Examples of human genetic (proteomic) codes for the elements of the periodic table.

atomic number	element	examples of genetic codes
1	H	uptake and transport of H-containing molecules (C−H, N−H, etc.), proteins, bicarbonate (CO2) for pH control
6	C	general: C−H, C=O, etc. taken up in building blocks (amino acids, fatty acids, etc.)
		regulation of CO2, carbonate, CO
7	N	general: N−H, N−C, etc., amino acids, nucleotides
		NOSs; conversion of NH3 into urea (enzymes and transporters)
8	O	for example, O2 uptake, transport (haemoglobin) and storage (myoglobin), conversion of O2 to H2O2, and H2O by mitochondrial proteins, various enzymes (e.g. superoxide dismutase, catalase)

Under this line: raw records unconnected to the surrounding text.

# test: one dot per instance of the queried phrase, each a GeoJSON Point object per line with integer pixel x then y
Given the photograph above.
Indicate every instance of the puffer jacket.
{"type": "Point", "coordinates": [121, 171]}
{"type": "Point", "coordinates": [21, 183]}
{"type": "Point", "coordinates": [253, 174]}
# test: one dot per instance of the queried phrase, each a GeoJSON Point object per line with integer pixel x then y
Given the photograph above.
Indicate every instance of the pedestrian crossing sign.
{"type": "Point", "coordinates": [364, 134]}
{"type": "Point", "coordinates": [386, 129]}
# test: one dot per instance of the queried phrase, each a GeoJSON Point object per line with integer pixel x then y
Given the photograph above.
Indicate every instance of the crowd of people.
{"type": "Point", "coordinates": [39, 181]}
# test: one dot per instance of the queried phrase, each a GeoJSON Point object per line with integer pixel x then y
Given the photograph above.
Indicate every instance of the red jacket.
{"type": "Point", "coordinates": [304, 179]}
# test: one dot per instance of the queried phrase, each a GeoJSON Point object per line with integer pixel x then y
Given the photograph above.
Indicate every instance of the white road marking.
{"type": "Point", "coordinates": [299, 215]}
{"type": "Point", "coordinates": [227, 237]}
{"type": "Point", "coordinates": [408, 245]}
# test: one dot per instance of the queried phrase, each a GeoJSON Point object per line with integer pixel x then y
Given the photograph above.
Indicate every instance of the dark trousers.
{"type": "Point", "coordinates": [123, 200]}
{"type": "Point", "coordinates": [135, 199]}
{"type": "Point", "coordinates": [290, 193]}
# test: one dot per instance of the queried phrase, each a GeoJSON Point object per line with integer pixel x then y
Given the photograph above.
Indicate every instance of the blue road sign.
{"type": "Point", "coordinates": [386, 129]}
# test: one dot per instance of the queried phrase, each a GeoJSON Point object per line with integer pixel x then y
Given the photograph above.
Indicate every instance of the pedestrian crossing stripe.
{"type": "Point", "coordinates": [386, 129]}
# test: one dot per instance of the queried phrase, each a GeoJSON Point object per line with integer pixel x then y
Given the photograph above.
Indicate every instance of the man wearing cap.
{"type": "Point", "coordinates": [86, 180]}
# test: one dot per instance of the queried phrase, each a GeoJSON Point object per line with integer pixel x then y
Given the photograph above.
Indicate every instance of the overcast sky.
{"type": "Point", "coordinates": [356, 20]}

		O2-sensor proteins (e.g. HIF)
9	F	F−/H+ cotransporter or a F−/OH− antiporter ?? Biochemistry poorly understood
11	Na	membrane pumps Na+/K+ ATPase
12	Mg	MAGT1, magnesium transporter 1
15	P	kinases, phosphatases, nucleotides
16	S	thiol/disulfide and Met in proteins; sulfide in ferredoxins
17	Cl	chloride channel: CFTR
19	K	membrane pumps Na+/K+ ATPase
20	Ca	Ca2+-sensor protein troponin; Ca2+-ATPase membrane pump; calmodulin transduces Ca2+ signals in cells
25	Mn	most abundant Mn protein glutamine synthetase; Mn superoxide dismutase in mitochondria
26	Fe	non-haem Fe proteins ca 1% of human proteome
27	Co	uptake and carrier proteins for vitamin B12
29	Cu	Cu proteins ca 1% of human proteome
30	Zn	Zn2+ proteins ca 10% of human proteome
34	Se	25 selenoproteins with redox and signalling functions
42	Mo	four Mo enzymes (xanthine oxidoreductase and sulfite oxidase families); taken up only as molybdate?

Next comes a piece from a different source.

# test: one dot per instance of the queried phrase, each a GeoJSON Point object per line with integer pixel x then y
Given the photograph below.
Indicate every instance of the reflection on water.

53	I	thyroid hormones thyroxine (T4) and triiodothyronine (T3) synthesised from tyrosine residues in protein thyroglobulin
potentially essential elements
14	Si	role in bone mineralization?
23	V	role in phosphate biochemistry?
24	Cr	influence on glucose metabolism?
28	Ni	essential for some microorganisms
		allergenic: MHCII-Ni-peptide recognition by T cells
35	Br	essential (as HOBr?) for killing invading microorganisms?
		essential for assembly of collagen IV scaffolds in tissue development—therefore essential for all animals?
50	Sn	once thought to be essential for animal growth

This short journey through the periodic table illustrates that, as yet, we are unable to understand the role of many elements found in the body in terms of genetic codes. Much modern drug design now relies on target-based design—drugs which target specific gene products (proteins/enzymes). The inventive use of minerals in medicines is therefore in danger of being abandoned. It is worth recalling the ancient Chinese approach—the use of stone drugs (mineral drugs) developed over a period of some 2000 years, preparations from natural sources (minerals and animal fossils) that in some cases contain up to 35 elements [467]. Synergistic effects may well arise from combinations of elements (and organic compounds such as vitamins). Many exciting challenges remain in this field.